The Second Stage will start when a highly globally diverse group of states -  making up at least 30% of the GDP and 30% of the world population, and including at least 2 states that are veto-holders of the UN Security Council or have nuclear weapons - have agreed on Mandate and Rules v.1 for the Assembly. At that stage, they will convene the Assembly with a date, place, and budget 6, 9, or 12 months later, where all states are invited to participate. 

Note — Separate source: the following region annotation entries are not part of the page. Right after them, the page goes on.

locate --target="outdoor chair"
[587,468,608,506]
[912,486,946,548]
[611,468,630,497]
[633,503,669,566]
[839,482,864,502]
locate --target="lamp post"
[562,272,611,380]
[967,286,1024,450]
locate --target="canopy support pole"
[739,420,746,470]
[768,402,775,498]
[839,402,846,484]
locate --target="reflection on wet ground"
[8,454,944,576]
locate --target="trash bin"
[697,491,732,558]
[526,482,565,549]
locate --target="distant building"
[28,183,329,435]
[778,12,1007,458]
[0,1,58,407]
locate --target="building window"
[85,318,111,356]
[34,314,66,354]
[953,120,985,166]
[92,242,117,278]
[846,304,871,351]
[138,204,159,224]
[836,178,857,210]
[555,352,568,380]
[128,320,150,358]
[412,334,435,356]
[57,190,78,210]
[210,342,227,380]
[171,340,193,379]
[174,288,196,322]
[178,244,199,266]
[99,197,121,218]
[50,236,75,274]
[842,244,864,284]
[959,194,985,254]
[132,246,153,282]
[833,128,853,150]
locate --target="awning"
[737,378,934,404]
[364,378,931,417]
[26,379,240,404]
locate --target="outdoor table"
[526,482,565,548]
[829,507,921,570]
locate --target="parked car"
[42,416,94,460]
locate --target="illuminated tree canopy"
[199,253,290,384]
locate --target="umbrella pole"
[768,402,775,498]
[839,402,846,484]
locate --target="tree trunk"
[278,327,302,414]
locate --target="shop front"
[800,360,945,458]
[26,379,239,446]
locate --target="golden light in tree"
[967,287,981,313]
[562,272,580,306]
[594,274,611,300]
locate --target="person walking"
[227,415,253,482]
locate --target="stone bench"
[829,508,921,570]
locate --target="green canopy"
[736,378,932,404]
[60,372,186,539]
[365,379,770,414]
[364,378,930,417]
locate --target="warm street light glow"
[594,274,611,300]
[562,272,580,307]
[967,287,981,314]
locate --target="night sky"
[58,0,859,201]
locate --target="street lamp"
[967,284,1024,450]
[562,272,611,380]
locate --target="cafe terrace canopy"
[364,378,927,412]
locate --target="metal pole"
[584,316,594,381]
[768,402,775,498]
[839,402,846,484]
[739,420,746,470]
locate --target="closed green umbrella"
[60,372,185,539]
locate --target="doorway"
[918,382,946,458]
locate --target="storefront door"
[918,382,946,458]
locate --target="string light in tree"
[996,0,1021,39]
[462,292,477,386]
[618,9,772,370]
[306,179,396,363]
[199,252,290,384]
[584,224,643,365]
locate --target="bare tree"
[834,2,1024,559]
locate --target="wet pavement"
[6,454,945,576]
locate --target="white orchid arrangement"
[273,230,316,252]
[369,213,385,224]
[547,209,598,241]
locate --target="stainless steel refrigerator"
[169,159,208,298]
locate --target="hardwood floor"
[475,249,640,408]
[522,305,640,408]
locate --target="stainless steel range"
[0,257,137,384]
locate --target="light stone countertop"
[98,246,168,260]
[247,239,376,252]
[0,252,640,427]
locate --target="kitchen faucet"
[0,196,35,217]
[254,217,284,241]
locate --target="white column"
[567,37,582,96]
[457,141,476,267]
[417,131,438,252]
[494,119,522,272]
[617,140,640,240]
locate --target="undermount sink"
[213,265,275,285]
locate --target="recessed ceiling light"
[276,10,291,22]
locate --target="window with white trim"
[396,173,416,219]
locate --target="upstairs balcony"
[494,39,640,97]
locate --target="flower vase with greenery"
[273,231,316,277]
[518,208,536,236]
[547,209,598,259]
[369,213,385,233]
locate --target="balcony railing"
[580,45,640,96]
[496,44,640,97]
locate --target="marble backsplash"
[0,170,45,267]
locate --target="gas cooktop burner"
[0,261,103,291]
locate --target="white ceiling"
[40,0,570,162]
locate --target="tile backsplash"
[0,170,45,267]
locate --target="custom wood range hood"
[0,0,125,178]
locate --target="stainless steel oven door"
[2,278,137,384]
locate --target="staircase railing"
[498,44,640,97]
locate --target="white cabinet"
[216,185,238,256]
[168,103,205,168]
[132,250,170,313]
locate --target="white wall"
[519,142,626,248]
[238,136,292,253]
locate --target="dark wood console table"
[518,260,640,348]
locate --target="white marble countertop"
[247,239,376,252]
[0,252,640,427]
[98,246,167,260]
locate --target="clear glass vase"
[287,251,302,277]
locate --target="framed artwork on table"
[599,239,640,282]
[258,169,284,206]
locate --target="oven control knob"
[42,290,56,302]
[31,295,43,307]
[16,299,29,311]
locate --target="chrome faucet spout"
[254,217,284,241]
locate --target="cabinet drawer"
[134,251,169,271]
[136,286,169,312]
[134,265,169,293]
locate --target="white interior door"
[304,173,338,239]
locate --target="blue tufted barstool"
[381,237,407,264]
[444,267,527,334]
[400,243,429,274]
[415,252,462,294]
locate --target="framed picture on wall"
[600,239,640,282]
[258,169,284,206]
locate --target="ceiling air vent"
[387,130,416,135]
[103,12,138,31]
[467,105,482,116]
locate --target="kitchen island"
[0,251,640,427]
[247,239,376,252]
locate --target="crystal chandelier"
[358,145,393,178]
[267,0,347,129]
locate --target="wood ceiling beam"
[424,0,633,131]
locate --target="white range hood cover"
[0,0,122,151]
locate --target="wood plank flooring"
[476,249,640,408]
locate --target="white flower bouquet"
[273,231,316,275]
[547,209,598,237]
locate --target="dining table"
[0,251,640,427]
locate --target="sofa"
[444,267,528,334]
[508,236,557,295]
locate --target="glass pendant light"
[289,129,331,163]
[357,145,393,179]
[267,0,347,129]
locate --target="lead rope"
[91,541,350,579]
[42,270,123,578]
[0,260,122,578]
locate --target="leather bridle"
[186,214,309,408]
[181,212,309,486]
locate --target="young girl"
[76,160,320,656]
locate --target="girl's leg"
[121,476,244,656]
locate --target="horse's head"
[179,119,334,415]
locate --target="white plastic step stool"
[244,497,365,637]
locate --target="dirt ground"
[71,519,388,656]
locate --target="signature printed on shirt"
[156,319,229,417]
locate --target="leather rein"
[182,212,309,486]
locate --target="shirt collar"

Such Mandate and Rules should, we believe:

  • Be approved via simple majority based on weighted voting, after having extensively striven for consensus. Considering the vast disparity in power between states, particularly in AI and more broadly, and recognizing that three billion people are illiterate or lack internet access, we foresee the voting power in such assembly to be initially weighted by population and GDP;  

  • Have been widely perceived as fair, resilient, neutral, expert, and participatory, including via transnational citizens' assemblies, and a neutral and balanced mix of experts;  

  • Ensure statutory safeguards are in place to maximize the chances that the resulting IGO will not degenerate, unduly centralize too much power, or be captured by one or a few nations, and improve over time, such as via checks and balances, a solid federal structure, regular mandatory re-constituent assemblies, and other measures;

  • Ensure that the resulting charter is sent for ratification by the signing states, and becomes valid if 9/13th of them approve it, the same ratio used after the US Constitutional Convention of 1787;

  • Have established an open dialogue and convergence paths with competing or complementary international governance initiatives, especially those led by digital superpowers, and positioning itself as a medium-term complement for possible more urgent initiatives, albeit less multilateral, aimed to tackle urgent global safety risks;

  • By this time, or sooner, it is hoped that the US and China, other powerful states like Russia and Israel, and permanent members of the UN Security Council will all have joined. If China, the US, and most of those other states have joined by then, there can be enough positive and negative incentives exerted by participant states on non-joining states to keep their AI capabilities under reliable control (provided that AI supply chain control - and the public availability or hackability of dangerous AI technologies - have been mitigated early on via great powers coordination);

As decided, 6, 9, or 12 months later, the Open Transnational Constituent Assembly for AI and Digital Communications is held in Geneva. Once it is clear the new organization will be created, we believe it will be participated in by at least 60 states, which are highly globally diverse and make up at least 50% of the GDP and 50% of the world population, and include at least 3 states that are veto-holder of the UN Security Council or have nuclear weapons: 

  • States non-participating to the Assembly can ratify it as well;

  • Charter review provisions of the charter enable non-participating states to join in charter review conferences, initially held every 2 years, with equal rights;

Early ratifying states commit large enough funds to begin setting up the three agencies, including the Global Public Benefit AI Lab.